As it turns out, there are no wondrous solutions or hidden contingencies. According to ESPN reports and Andy Katz, if Dayton needs to play in Dayton, they'll play in Dayton:
According to the NCAA spokesperson David Worlock, the committee also took into consideration if Dayton were to be one of the last four at-large teams and determined it would be OK in that situation for the Flyers to be at home in the first round. The committee won't adjust the seed line to move Dayton out of the game if the Flyers fall to one of the last four teams.

The NCAA has typically been loathe to seed teams in situations that would have them play at home arenas; Syracuse might deserve the No. 1 seed in the East, but that doesn't mean they'll get to play at the Carrier Dome. Dayton, on the other hand, has a potential boon on its hands: It could play one of the most important games of its season not on a neutral floor, like everyone else, but on the very floor it calls home for the rest of the season. Screaming fans included.

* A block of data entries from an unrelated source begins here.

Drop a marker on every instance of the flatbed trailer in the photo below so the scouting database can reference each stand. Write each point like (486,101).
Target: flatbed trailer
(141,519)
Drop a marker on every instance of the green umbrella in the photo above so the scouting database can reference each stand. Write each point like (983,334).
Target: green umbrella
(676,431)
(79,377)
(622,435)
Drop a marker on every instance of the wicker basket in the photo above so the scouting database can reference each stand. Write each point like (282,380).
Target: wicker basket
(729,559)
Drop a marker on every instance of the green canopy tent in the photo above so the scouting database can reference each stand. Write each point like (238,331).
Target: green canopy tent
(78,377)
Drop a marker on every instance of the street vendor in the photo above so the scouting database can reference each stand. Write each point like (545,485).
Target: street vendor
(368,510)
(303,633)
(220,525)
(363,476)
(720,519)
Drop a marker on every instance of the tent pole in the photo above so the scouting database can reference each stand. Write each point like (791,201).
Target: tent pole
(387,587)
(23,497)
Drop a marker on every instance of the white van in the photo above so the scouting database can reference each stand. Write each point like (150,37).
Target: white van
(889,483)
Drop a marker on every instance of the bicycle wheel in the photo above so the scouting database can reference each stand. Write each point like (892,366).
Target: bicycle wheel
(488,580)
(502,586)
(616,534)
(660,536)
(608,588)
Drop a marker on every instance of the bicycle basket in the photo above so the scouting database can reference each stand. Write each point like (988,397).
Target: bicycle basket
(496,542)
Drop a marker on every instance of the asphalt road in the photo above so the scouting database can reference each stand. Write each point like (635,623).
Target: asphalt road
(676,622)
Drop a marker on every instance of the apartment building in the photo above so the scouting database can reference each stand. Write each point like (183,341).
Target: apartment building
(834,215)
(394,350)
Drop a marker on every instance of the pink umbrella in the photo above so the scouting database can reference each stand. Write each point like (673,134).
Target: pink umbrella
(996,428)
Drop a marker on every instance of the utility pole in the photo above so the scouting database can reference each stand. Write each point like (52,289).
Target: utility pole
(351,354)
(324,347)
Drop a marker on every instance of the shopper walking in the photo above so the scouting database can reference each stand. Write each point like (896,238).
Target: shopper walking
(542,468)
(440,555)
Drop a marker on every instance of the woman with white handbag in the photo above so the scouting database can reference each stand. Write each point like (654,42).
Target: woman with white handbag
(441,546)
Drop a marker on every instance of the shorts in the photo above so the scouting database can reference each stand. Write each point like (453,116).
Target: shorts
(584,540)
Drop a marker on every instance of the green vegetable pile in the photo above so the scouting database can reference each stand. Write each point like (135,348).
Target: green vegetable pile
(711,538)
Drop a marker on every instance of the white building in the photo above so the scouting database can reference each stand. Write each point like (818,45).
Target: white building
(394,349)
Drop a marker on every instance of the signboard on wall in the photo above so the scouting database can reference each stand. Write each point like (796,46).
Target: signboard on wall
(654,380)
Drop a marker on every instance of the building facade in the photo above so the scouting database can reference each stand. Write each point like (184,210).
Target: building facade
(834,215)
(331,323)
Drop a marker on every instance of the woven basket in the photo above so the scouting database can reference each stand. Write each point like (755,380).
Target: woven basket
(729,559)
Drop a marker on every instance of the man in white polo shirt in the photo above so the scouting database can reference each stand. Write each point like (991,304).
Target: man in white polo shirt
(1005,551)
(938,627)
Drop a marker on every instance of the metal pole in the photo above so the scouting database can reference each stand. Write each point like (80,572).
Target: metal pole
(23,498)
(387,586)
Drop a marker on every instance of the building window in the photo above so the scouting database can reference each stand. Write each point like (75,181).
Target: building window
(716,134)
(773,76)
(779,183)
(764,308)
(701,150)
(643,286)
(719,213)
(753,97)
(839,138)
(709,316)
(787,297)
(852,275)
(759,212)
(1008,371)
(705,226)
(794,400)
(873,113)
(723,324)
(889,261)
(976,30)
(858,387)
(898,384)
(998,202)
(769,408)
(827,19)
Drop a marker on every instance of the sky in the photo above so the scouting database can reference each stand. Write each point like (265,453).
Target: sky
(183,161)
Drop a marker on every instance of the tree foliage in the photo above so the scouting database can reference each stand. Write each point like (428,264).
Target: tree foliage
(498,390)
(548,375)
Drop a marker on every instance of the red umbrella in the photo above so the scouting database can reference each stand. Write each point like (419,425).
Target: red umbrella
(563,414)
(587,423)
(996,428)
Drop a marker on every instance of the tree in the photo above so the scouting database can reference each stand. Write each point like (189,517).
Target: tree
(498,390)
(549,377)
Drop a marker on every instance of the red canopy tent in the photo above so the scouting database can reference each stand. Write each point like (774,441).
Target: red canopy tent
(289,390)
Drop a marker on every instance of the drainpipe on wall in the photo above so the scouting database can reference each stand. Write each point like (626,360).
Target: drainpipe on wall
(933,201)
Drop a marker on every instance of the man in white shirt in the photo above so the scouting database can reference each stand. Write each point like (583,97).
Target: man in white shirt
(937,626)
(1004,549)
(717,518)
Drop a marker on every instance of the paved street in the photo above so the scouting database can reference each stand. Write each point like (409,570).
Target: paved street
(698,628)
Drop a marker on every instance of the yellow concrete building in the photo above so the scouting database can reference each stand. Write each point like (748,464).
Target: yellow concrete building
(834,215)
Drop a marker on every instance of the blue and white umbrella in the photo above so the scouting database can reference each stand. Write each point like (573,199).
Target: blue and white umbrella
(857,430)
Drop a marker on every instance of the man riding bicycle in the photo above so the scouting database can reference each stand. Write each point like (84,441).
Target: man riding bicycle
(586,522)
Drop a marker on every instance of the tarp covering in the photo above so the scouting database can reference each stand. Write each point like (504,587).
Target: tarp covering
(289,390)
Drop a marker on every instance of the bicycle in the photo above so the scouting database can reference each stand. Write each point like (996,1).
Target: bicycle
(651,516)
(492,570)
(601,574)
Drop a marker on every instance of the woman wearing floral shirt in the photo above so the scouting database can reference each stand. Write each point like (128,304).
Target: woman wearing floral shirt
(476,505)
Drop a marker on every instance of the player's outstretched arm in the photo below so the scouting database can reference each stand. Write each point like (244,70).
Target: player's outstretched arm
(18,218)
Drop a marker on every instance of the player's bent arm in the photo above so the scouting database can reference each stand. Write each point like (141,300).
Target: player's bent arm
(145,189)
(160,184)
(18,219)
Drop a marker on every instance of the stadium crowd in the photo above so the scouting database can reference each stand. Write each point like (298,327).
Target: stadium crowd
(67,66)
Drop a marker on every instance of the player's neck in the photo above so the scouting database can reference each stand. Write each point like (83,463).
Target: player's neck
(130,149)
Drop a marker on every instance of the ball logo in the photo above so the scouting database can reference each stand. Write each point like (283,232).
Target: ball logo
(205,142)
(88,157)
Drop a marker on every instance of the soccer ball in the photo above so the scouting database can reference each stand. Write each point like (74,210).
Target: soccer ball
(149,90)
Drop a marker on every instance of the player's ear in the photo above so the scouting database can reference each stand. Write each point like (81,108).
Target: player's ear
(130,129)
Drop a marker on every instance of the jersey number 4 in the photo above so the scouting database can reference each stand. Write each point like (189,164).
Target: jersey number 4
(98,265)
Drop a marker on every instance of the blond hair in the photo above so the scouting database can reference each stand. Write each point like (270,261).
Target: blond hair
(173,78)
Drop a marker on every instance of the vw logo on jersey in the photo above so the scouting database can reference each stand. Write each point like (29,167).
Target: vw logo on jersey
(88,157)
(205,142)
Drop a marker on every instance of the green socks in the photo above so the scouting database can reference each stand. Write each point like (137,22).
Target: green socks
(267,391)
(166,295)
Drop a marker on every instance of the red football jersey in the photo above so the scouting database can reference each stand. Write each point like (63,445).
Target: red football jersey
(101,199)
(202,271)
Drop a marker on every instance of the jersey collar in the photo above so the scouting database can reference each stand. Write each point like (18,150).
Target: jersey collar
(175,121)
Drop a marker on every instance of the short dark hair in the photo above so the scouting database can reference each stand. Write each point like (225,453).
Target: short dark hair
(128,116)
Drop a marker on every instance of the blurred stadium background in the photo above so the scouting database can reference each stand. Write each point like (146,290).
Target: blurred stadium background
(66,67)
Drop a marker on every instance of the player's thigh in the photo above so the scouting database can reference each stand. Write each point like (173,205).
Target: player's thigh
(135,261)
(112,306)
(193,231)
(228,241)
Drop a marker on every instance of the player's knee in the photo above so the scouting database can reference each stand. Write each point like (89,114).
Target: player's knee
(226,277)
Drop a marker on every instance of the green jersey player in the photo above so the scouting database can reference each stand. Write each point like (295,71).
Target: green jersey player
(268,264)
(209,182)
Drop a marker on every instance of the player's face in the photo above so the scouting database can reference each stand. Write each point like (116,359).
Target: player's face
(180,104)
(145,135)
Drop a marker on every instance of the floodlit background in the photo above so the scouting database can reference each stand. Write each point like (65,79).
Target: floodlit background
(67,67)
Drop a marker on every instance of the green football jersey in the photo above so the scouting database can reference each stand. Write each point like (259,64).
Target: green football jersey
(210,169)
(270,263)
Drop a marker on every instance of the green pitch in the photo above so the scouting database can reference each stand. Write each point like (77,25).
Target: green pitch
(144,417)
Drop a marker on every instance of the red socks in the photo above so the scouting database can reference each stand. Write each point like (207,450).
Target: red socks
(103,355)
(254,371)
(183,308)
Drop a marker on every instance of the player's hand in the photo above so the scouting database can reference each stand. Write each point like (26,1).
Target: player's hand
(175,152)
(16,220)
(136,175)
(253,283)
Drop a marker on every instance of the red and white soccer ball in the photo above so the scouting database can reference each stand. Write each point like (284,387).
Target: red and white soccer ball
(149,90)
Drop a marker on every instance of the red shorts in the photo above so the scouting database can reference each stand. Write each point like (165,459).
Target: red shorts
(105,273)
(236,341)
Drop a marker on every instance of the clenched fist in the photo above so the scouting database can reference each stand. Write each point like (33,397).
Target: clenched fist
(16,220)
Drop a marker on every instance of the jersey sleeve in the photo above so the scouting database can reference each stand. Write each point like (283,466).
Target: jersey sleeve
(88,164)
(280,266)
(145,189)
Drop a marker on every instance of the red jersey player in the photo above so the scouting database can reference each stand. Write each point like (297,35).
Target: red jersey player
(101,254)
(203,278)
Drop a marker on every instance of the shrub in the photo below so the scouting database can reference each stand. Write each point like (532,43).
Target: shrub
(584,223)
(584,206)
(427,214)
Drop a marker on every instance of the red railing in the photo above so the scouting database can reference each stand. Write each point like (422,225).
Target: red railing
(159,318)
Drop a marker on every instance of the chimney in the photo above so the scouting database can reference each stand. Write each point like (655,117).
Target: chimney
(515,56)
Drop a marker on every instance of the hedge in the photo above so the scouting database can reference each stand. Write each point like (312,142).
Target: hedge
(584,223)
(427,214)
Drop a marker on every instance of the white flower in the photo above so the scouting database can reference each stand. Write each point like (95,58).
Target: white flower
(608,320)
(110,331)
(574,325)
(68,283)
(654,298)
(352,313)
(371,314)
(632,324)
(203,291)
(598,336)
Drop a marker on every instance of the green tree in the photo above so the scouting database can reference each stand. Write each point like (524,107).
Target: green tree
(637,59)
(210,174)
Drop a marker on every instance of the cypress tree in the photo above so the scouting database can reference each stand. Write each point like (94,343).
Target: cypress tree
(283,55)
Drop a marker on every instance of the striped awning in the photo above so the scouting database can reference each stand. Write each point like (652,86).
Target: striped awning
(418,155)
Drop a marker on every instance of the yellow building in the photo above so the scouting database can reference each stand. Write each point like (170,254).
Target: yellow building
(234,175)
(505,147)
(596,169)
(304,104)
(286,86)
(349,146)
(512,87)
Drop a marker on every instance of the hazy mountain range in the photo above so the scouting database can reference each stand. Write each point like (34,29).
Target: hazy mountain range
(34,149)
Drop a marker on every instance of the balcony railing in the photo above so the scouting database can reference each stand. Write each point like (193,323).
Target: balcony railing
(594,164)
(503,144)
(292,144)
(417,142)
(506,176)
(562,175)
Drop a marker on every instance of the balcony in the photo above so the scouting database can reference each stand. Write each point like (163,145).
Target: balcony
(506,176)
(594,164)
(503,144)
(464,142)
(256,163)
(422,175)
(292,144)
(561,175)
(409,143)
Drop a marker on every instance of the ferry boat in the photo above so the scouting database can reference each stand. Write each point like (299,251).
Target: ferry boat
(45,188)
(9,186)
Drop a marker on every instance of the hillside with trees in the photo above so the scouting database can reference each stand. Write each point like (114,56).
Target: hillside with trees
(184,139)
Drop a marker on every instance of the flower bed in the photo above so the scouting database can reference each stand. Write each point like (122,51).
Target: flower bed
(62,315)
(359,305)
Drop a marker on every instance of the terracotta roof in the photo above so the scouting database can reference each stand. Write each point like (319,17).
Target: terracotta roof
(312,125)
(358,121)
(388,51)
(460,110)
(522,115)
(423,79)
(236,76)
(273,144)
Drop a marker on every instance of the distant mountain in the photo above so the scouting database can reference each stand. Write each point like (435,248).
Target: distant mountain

This year, that's a genuine possibility. Dayton was a bubble team throughout the season in 2009-10, and most predict it'll be an NCAA-level team in 2010-11. There's a strong chance Dayton could be one of the last four at-large teams in 2010-11.

That should be plenty interesting, but that doesn't make it a big deal. Sure, it's a slight advantage. But it's just one game, and an opening round/play-in/First Four game at that. Like the First Four in general, a Dayton home love-in is not going to change the outcome of the tournament.

Anyway, I do feel bad for whatever team Dayton could hypothetically meet in the First Four. Dayton fans show up for Lehigh vs. Jackson State. Imagine how manic they'll be when the home team shows up.